As for the general good, the Commission starts by referring to the key provision in the Second Banking Directive. This states that credit institutions operating either a branch or by way of cross-border services must obey the rules of the host State adopted in the interest of the general good.

The first main difficulty is that the Second Banking Directive does not oblige Member States to provide details of exactly what these rules are. Clearly, this does not make complying with them any easier. Accordingly, the Commission considers that a Member State's regulators should inform incoming credit institutions of the relevant general good rules "in the spirit of the Second Directive".

Since the concept of measures in the general good is not defined in the Directive, the Communication reviews the case-law and confirms that any such measure must:

  • protect the general good;

  • be non-discriminatory and not confer an advantage on the host State's "own" credit institutions when compared to "foreign" institutions;

  • be objectively necessary and not duplicate rules in the credit institution's home State; and

  • be proportionate to the objective pursued.

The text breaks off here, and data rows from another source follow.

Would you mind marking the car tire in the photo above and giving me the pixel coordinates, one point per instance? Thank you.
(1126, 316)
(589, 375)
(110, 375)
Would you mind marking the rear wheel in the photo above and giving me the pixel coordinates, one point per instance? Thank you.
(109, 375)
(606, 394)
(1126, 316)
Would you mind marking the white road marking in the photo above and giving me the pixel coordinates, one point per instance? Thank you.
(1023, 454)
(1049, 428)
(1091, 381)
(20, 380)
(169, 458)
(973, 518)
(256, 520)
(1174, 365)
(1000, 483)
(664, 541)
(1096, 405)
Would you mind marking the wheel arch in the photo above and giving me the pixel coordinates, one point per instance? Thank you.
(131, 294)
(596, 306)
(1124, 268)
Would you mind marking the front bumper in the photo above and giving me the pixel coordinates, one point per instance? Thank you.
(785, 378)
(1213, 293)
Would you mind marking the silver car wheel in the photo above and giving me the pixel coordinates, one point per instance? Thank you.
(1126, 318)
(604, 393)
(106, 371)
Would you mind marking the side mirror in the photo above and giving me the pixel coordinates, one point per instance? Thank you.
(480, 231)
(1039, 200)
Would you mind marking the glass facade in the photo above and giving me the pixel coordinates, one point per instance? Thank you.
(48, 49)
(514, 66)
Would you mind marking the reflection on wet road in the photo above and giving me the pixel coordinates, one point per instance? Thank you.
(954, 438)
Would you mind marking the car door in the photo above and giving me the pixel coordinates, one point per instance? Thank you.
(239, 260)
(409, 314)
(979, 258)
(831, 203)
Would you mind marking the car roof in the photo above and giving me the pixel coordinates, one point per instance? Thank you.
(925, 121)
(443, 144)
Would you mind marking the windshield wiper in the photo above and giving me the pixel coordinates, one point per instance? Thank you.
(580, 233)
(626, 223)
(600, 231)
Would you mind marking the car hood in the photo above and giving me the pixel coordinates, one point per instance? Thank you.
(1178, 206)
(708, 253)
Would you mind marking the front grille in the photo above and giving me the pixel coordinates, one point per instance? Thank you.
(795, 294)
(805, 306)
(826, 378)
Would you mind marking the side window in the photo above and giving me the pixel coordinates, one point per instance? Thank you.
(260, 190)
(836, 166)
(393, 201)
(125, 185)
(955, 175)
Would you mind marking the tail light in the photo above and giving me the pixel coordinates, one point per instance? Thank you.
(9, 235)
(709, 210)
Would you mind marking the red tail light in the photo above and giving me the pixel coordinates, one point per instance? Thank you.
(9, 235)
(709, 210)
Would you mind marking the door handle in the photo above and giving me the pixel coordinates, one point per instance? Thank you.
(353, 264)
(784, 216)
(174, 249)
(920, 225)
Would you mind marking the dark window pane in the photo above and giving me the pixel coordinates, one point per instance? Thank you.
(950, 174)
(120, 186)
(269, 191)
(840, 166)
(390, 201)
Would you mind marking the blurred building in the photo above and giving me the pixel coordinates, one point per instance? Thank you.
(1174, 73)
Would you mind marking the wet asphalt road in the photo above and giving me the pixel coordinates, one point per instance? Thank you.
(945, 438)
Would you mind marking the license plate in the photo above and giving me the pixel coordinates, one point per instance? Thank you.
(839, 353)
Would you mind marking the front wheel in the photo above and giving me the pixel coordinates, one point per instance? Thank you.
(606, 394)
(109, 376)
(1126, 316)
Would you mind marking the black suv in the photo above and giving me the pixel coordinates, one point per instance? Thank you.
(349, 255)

The Communication points out that provisions in the general good cannot be applied to areas which have already been harmonised, such as in relation to the solvency ratio or large exposures. This would amount to duplication. It then analyses each of the general good tests, providing some useful (but nevertheless very general) guidance about how they are to be interpreted.

The Communication comments that EC law does not in general prevent reverse discrimination, which is when a Member State discriminates against banks it authorises in favour of "foreign" banks. It also provides examples of rules which the ECJ has ruled may protect the general good, such as consumer protection, the prevention of fraud, the cohesion of the taxation system and protection of the reputation of the national financial services industry.

The Communication also highlights what is often overlooked. In assessing the proportionality (a sort of reasonableness test) of a host State's restrictions, a different measure applies, depending on whether the restriction is applied to a branch or to the provision of services. In general, less onerous measures should be applied to services business.

Nevertheless, regrettably, the Commission does not comment on the large number of actual restrictions currently imposed on banks by some Member States.

Choice of law

Following the consultation process, the Commission has added a section to the final version of the Communication. This clarifies the relationship between EC law (guaranteeing the freedom of establishment and the freedom to provide services) and mandatory or public policy rules.

Where a bank in one Member State concludes a contract with a consumer in another, even if the parties agree to subject the contract to the law of the bank's Member State, in some circumstances that contract must respect the mandatory rules of the Member State where the consumer is resident. What had always been assumed but was never clarified is confirmed by the Commission, namely that such mandatory rules must comply with the case-law on the general good.


The Commission's decision to consult on its Communication is to be welcomed. It has led to a better text. Certainty is desired by those credit institutions wishing to exercise their passport rights.

Whilst it does not and cannot clarify all areas of doubt and is only a statement of the Commission's understanding of current case-law (which may change) and so is not legally binding, it is nevertheless an important document. At the very least, when a bank is challenged by a Member State to comply with rules that the bank thinks are overly restrictive, the Communication will be a valuable weapon.